Ride It Like You Stole It!
Location
South Manchester
Your kidding, construction is a perfect example of it.

Have you actually worked in a construction company, and managed the cash. I have (Financial Controller), I'm talking about the folkes that do the work, there is no spare cash. I drove 60 miles to pick up a £300k cheque from United Utilities and then too the bloody bank... we were a Tier 1 supplier to UU... 😢
 

Slick

Guru
Have you actually worked in a construction company, and managed the cash. I have (Financial Controller), I'm talking about the folkes that do the work, there is no spare cash. I drove 60 miles to pick up a £300k cheque from United Utilities and then too the bloody bank... we were a Tier 1 supplier to UU... 😢
All my life apart from 6 years in oil and gas with 15 years as company director. :okay:
 

fossyant

Ride It Like You Stole It!
Location
South Manchester
All my life apart from 6 years in oil and gas with 15 years as company director. :okay:

Well you had more cash than we did as a Utility company, and any company my wife worked for. We were a £300m turn over privately owned Utility sub contractor (that's how UU managed it). Skint. Left the industry 15 years ago.
 

Slick

Guru
Well you had more cash than we did as a Utility company, and any company my wife worked for. We were a £300m turn over privately owned Utility sub contractor (that's how UU managed it). Skint. Left the industry 15 years ago.
A friend of mine ran a similar company to me although he bankrolled it through bigger and bigger houses as collateral until finally they took the lot of him and he ended back in the house he started in except this time it needed renovating. He did pay out everyone that was due but he was left with 200 quid. I did it very different, probably really old fashioned with no cash injection from outsiders despite lots of advice about using other people's money. When I shut the doors after paying everyone I was looked after and 6 years on the company is still in existence for tax purposes and will be for some time.
 
Initially thought the reduction was around 20-30% but looks more like a 50% overall cut this year, which isn't sustainable for us. Will have to be creative, glad a kept that sawn off:laugh:

Already started working an alternative incomes but it will take some time to get any cash out of that, it's going to be a tough 12 months:ohmy:

Looking into some life changing ideas, early days and lots of planning needed but as a family we are "cash junkies" and that has to change.
 

NorthernDave

Never used Über Member
Lucky enough to be working from home on normal pay.
Filled the car up on the way home about two hours before Boris announced the lockdown and the gauge has barely moved since.
In fact the car app shows that I used 99p worth of petrol in April, travelling just 7 miles. That's a heck of a saving.
Unfortunately I'm still paying for parking at work, despite wfh.
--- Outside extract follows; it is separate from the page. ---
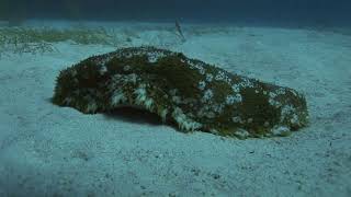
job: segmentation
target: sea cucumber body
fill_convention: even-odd
[[[154,47],[118,49],[63,70],[53,102],[87,114],[137,107],[182,131],[240,138],[281,135],[308,123],[306,100],[293,89]]]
It's contract parking and while we were given the chance of cancelling it we were told we'd have to reapply when (if?) we return to the office - given parking was oversubscribed with a waiting list for a space, most of us have decided to keep it going rather than risk losing it.
Shopping is a bit more expensive too, using local shops / the co-op rather than the big supermarkets, but I'm in a better financial position than a lot of people so no complaints.